Muchos de los precedentes más importantes de estas restricciones jurídicas se establecieron en realidad durante la década de 1920, cuando la Confederación Regional Obrera Mexicana (CROM) gozaba de una posición sumamente favorable por su alianza cercana con los líderes políticos y militares posrevolucionarios. Fundada en 1918, la CROM emergió de la lucha revolucionaria como la organización obrera más grande del país y durante la presidencia de Plutarco Elías Calles (1924-1928) llegó a controlar parte del aparato del Estado cuando su líder, Luis N. Morones, fue nombrado secretario de Industria, Comercio y Trabajo. [10]A cambio de imponer la estabilidad en las relaciones entre los trabajadores y la patronal —lo que los dirigentes de la CROM en esos tiempos describieron como “una amnistía en la lucha de clases”— y de restringir las huelgas en las actividades económicas que dominaba, la CROM obtuvo amplia flexibilidad para crear varios mecanismos institucionales que le permitieron aumentar su número de afiliados, confrontar a la patronal y derrotar a sus rivales en el movimiento obrero.

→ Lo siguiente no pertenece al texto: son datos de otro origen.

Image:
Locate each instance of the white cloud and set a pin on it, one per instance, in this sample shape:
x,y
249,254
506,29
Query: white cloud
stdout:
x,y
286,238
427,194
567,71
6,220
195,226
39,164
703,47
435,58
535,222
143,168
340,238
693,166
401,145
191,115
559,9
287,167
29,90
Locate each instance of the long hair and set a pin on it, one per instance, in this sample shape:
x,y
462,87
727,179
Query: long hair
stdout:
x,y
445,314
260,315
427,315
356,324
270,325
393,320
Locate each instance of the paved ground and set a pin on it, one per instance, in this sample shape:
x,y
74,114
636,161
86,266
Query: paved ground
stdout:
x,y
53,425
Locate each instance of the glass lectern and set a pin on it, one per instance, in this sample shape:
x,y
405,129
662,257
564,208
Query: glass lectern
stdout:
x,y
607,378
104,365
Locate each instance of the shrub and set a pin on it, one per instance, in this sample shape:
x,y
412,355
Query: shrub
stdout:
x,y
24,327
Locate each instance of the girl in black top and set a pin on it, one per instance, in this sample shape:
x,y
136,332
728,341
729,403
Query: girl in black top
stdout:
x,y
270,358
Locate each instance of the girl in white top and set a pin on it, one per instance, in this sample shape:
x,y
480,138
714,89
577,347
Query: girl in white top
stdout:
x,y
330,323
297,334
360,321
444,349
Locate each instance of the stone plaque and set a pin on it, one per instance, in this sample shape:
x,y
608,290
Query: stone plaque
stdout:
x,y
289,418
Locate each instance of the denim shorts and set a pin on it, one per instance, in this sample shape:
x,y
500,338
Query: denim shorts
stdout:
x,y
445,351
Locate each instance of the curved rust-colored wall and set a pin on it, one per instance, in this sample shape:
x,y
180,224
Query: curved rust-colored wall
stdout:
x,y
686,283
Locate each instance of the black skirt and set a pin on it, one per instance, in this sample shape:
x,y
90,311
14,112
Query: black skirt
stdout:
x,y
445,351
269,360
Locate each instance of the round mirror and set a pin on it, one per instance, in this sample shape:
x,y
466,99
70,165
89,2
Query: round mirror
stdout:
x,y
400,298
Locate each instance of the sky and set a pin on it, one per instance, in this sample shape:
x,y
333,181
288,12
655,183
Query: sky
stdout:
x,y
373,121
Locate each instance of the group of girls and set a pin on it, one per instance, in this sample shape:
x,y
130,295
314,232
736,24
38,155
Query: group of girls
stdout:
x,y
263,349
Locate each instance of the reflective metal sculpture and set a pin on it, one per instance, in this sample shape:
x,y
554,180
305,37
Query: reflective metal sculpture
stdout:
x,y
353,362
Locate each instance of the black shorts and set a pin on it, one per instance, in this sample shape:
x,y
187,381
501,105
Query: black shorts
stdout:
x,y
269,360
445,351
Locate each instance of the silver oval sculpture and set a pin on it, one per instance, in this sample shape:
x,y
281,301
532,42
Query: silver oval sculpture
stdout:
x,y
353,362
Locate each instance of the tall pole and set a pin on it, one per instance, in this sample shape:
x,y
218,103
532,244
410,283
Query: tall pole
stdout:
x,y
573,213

Algunas de estas prácticas otorgaron poderes coercitivos significativos a las organizaciones obreras. De particular importancia fueron la ya mencionada inclusión de las cláusulas de exclusión en los contratos, que volvían obligatoria la afiliación a un sindicato (contraviniendo la libertad sindical garantizada por el artículo 123), y la autoridad de los líderes sindicales para buscar el apoyo gubernamental para ejercer una huelga indefinida (vinculante para todos los empleados de cada centro de trabajo) sin consulta previa entre las bases ni disposición alguna para el arbitraje obligatorio de la disputa. De hecho, ampliaron los derechos colectivos de los sindicatos a expensas de las libertades individuales de los trabajadores. Estas reglas fueron profundamente criticadas por las organizaciones obreras rivales de la CROM —y por la propia CROM cuando ya no estuvo en el gobierno, con el argumento de que debilitaban la responsabilidad de la dirigencia y la democracia del sindicato, facilitaban la creación de “sindicatos fantasmas” y alentaban la complicidad entre funcionarios, empresarios y dirigentes sindicales corruptos. [11]Aun así, estos arreglos y prácticas se institucionalizaron en la Ley Federal del Trabajo de 1931 y se legitimaron en los privilegios que fueron obteniendo los sindicatos gracias a sus conexiones políticas.